ACA staff shortages and tech concern hospital execs Premier spring 2016 surveyIn the future, a hospital won’t be a hospital at all, according to 9 in 10 hospital executives who occupy the c-suite polled in Premier’s Spring 2016 Economic Outlook.

Among factors impacting their ability to deliver health care, population health and the ACA were the top concerns among one-half of hospital executives. 1 in 4 hospital CxOs think that staffing shortages have the biggest impact on care delivery, and 13% see emerging tech heavily impacting care delivery.

Technology is the top area of capital investment planned over the next 12 months, noted by 84% of hospital execs in the survey. Other areas of planned capital investment include facility renovation (for 56% of c-suite respondents) and construction (for 46%), imaging equipment (45%), surgical equipment (42%), and other clinical equipment (23%).

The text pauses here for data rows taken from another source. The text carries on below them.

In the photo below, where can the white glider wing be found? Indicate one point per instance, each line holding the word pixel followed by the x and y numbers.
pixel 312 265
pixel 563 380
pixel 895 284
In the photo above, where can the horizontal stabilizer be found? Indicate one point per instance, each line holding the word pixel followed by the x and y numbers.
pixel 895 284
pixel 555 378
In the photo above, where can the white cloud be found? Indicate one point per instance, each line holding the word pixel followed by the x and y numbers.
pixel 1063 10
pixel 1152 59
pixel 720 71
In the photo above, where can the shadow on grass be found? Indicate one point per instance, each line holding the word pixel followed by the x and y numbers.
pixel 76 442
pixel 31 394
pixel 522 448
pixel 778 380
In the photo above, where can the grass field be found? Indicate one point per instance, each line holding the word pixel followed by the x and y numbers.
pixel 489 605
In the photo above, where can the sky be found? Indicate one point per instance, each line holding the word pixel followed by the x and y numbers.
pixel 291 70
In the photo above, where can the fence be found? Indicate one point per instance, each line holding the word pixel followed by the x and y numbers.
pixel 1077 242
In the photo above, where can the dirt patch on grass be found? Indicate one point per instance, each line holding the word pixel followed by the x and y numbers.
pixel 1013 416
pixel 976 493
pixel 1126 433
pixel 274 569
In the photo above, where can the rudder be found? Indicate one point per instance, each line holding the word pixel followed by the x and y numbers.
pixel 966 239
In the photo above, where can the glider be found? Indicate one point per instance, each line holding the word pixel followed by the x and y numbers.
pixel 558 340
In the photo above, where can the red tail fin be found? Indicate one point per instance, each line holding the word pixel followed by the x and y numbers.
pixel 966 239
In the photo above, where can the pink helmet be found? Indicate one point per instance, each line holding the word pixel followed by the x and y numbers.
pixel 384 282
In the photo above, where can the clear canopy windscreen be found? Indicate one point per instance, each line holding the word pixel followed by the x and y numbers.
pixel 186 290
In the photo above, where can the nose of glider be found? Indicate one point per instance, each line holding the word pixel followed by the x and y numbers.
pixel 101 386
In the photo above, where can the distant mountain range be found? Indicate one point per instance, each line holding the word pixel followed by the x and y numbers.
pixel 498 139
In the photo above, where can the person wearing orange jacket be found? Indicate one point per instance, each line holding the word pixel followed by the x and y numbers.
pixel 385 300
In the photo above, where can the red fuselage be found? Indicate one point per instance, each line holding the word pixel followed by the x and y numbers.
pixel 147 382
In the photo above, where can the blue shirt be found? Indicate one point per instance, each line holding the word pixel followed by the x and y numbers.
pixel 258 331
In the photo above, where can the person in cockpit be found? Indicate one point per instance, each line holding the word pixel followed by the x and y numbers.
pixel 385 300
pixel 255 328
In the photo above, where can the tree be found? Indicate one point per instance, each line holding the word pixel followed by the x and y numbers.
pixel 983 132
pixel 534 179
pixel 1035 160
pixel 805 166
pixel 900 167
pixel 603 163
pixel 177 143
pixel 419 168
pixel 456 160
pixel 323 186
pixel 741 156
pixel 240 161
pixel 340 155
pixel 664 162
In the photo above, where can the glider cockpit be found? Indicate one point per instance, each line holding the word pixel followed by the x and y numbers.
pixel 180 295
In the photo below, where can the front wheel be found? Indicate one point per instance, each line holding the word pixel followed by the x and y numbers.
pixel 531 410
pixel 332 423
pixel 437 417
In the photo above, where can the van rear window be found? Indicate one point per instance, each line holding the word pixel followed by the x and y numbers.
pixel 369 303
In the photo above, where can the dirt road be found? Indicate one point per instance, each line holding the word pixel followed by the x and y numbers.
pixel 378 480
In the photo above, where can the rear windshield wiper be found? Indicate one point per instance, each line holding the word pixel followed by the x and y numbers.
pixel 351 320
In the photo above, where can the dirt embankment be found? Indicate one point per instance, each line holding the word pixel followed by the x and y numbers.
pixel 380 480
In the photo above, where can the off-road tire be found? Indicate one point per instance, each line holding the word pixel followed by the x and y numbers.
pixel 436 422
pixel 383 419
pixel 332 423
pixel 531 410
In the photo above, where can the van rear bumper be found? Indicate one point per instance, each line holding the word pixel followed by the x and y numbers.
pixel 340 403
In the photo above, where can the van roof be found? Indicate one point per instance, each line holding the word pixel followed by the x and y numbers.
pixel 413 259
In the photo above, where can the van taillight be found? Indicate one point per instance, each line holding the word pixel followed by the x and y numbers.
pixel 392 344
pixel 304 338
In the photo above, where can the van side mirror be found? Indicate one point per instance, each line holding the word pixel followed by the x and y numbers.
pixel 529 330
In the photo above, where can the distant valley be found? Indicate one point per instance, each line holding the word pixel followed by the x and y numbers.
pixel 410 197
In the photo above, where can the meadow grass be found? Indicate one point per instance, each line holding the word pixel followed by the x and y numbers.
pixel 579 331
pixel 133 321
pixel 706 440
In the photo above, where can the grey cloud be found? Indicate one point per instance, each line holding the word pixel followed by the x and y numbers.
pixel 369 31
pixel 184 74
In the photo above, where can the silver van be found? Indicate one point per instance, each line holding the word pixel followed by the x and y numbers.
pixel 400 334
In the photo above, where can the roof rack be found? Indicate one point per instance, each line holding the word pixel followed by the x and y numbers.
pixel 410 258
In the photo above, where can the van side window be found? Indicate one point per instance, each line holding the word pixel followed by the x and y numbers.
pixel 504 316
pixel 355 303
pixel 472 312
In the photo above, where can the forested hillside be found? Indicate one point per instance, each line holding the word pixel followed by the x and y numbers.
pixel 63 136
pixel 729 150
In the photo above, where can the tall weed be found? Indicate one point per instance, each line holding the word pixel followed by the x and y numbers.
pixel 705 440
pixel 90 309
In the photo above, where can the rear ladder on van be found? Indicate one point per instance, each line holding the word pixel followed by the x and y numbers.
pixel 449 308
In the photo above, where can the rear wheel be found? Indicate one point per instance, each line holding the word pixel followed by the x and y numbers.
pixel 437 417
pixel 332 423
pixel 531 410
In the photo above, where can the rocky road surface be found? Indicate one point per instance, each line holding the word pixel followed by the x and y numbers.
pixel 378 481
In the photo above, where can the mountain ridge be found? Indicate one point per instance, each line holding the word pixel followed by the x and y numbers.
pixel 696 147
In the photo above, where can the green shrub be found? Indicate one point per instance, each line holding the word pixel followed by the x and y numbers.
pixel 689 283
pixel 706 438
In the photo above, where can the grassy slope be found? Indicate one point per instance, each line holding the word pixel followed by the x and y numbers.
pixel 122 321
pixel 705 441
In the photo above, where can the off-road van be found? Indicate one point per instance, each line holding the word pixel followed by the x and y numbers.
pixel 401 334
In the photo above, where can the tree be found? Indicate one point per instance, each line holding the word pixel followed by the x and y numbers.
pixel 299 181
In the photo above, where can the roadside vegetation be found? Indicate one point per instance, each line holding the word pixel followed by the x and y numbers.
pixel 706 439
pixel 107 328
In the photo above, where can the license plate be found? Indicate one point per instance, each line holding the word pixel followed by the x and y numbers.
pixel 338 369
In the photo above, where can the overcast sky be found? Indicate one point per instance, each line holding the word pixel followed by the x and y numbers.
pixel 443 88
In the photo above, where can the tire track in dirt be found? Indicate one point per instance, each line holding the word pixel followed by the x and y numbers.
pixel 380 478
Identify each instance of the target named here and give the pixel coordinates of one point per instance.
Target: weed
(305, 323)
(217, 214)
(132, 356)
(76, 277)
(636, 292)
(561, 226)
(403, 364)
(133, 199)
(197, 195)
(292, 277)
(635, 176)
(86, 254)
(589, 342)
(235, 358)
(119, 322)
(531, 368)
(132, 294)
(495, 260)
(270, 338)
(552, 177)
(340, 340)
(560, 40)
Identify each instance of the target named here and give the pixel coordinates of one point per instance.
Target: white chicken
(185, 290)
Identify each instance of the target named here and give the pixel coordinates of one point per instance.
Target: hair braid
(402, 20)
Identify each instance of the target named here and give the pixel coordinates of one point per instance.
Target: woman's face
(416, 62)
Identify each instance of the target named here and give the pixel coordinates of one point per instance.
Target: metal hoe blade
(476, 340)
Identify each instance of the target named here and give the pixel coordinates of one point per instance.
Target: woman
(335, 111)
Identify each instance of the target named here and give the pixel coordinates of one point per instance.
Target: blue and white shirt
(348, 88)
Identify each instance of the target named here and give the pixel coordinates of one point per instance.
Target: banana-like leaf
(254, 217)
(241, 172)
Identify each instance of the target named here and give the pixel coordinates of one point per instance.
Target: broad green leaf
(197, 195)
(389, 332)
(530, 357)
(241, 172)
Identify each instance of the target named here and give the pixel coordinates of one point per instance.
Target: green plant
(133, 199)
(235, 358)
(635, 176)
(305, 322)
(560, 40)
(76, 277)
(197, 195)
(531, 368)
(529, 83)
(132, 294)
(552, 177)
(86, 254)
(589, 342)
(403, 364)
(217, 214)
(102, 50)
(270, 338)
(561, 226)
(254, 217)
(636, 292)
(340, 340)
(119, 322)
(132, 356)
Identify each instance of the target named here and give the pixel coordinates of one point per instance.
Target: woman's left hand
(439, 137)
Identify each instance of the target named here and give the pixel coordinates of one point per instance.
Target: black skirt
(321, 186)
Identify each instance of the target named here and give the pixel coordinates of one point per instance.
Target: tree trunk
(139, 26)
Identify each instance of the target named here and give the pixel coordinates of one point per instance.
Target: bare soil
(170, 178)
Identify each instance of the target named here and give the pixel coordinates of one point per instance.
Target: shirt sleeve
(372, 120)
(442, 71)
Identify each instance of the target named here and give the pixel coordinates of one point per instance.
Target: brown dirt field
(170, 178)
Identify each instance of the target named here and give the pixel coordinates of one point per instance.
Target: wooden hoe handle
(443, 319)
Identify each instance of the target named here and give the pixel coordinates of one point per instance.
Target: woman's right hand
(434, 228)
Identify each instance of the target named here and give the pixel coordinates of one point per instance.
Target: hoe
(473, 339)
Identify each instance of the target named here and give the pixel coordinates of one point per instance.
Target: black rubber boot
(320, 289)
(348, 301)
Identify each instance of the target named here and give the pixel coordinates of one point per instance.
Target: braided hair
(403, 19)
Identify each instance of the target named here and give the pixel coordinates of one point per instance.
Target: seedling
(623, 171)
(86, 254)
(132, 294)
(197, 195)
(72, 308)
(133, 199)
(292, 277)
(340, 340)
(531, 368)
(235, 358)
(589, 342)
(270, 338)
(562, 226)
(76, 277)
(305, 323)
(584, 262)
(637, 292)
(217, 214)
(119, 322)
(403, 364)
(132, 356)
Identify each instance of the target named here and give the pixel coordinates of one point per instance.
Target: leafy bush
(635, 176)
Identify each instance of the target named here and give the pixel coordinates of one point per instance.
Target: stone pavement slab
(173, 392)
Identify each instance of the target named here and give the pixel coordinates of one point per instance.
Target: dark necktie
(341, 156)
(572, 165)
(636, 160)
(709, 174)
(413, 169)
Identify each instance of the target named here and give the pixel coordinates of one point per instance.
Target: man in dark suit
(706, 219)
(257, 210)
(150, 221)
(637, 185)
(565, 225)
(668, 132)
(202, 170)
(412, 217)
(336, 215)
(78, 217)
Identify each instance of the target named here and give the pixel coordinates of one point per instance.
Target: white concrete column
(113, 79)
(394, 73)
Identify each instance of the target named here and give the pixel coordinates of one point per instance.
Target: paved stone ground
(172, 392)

Health IT has been a major capital investment line item over the past five years, Premier has found. Since population health is top-of-mind for nearly 50% of the c-suites, Premier’s press release on the study noted that, “Having interoperable data across the entire continuum of care – including employed and affiliated physician networks – is critical for providers to seamlessly manage population health.” But only 38% of hospital providers feel they’re successfully accessing data from affiliated or non-employed physician networks, Premier cautioned.

Premier polled c-suite respondents on trends impacting providers and the healthcare industry in winter 2016.

Health Populi’s Hot Points:  The hospital execs polled by Premier are in the midst of moving from a volume-based payment regime to value-based, in the forms of accountable care, bundled payments (such as those for orthopedic joint replacement implemented earlier this month among 800 pioneering hospitals), pay-for-performance. Getting paid less for doing more is the M.O. here, which is what prompts the CxOs’ focus on population health, 94% of whom told Premier that creating high-value post-acute networks will be greatest challenge over the next few years.

Enter the retail health opportunity, to extend care closer to where people live, work, and play. One lower-hanging-fruit area in retail health is pharmacy: 66% of the CxOs believe their organization will own or operate a retail pharmacy in the next 3 years.

Morphing toward retail health channels will be an important bridge to population health. Beyond that objective is the longer-term vision of the re-imagining the nature of a hospital-that’s-not-a-hospital, which 92% of the hospital executives believe will be their future.

One scenario I’ve been working on with clients is the home-as-hospital, or home-as-medical-home. NPR covered the idea that the future of hospital care could look a lot like home earlier this month, forecasting that, “the hospitals that thrive won’t be the ones with the free parking and fancy lobbies. They’ll be the ones that can get to your house faster than the pizza guy.”

A pioneering cohort of hospital executives have begun to think-the-unthinkable about this new identity beyond Pill Hill. They’re starting to adopt remote health monitoring, building the evidence for care outside of the hospital walls using medical grade products that are artfully designed for consumer and caregiver use. The emerging era of the Internet of Medical Things has begun.